Products reaching millions of users also mean getting many support requests. Our team of 17 support agents receive 450 new tickets daily. Some of those tickets might be frequently asked and easily solvable, but others require reaching out to engineers to gain more insights. Imagine having to reach out to engineers for each of those tickets: that’s a huge impact on productivity.
Optimizing the customer support journey will impact your team's productivity while speeding up the time it takes to go from bug report to bug fix. With the right upfront insights, support agents can indicate whether a bug fix is needed without bothering engineers.
Indicating repetition
Improving the customer support journey starts by indicating repetitive tasks and questions. Repetition can happen at several levels, including conversations between support and users, as well as between support and engineers.
Our mobile apps support team often reached out to our mobile engineers, after which they got questions like “Which app version is the user using?” or “Is the user already using the latest iOS version?”. It’s also common to see the same issues happening again:
The Transfer for this user also failed because of low storage on their device.
— A mobile engineer answering a support agent question
Repetitive questions and product failures can lead to repetitive chats between users, developers, and support agents. While the best solution would be to solve those issues entirely, we have to optimize for scenarios that won’t disappear.
Empowering support agents
By empowering support agents to answer common scenarios themselves, we reduce the disturbance for engineers while we increase the productivity of the whole support team. Commonly asked questions should have an answer per user without requiring an engineer. Ideally, support agents would also be able to indicate patterns between tickets and validate whether users run into the same issue as other users. The latter will ensure agents only occasionally reach out to engineers for a common issue.
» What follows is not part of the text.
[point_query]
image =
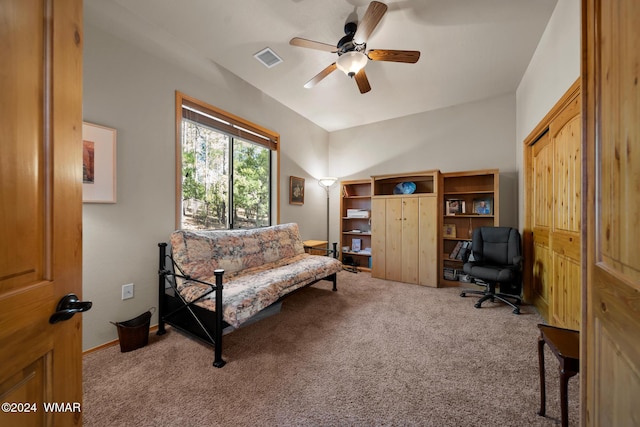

Introducing Diagnostics Reports
Providing answers to common questions and speeding up repetitive tasks can be done by creating so-called Diagnostics reports. Our iOS team embraced these reports and open-sourced their framework accordingly:
Users can reach out to support from within the mobile apps by sending an email that will have a Diagnostics Report attached:
The attached Diagnostics Report contains information about the user’s device, app version, and sessions. An example Diagnostics report looks as follows:
It’s an HTML page with a floating menu on the right that allows navigating through several sections quickly. The report is built out of chapters that can be customized per client to fit their needs better. Our mobile apps created links to tools like Firebase and Datadog to open crash logs and session data specific to the user. Repetitive tasks like finding back a user in those tools become easier to perform, reducing the time engineers need in case support does reach out.f
The support team can quickly answer questions like OS and App versions without replying to the user:
Before these reports, agents had to have several back-and-forth conversations just to get basic details for a user.
The session overview shows system, debug, and error logs that will act like detailed breadcrumbs while analyzing. Support agents can enable filters to show error logs only, allowing them to indicate repetitive issues for our users:
Smart Insights
While the Diagnostics report enables support to get answers, it’s not always to know where to look for answers. The Smart Insights chapter allows anyone to answer common questions quickly, even if they’re new to Diagnostics reports:
In this case, the intelligent insights show which experiments are active for the user, how much storage is left, and whether an update is available. Support knows there’s nothing essential behind the user issue as long as there are only green checks. If the user used an older version, a ⚠️ sign would be shown instead.
Clients can implement custom smart insights based on system logs, thrown errors, or other details they can get out of the user’s environment.
Close collaboration between support and development
Support teams need to work together with client teams by checking in bi-weekly. Each check-in will focus on updating client teams with the latest trends in support tickets and finding out what repetitive scenarios we might have.
Optimizing the customer support journey is an ongoing effort. New scenarios of repetition will appear, while previous ones might disappear. Engineers must stay updated to optimize the Diagnostics reports based on the latest insights. Doing so constantly empowers support agents and reduces the time engineers might spend giving support the answers they need.
Conclusion
Optimizing the customer support journey impacts the support and engineering team’s productivity. At the same time, your users will more quickly get an answer for their issue leading to happier customers. Diagnostics reports provide valuable insights for support agents and engineers, removing the need to have back-and-forth conversations to extract primary user data.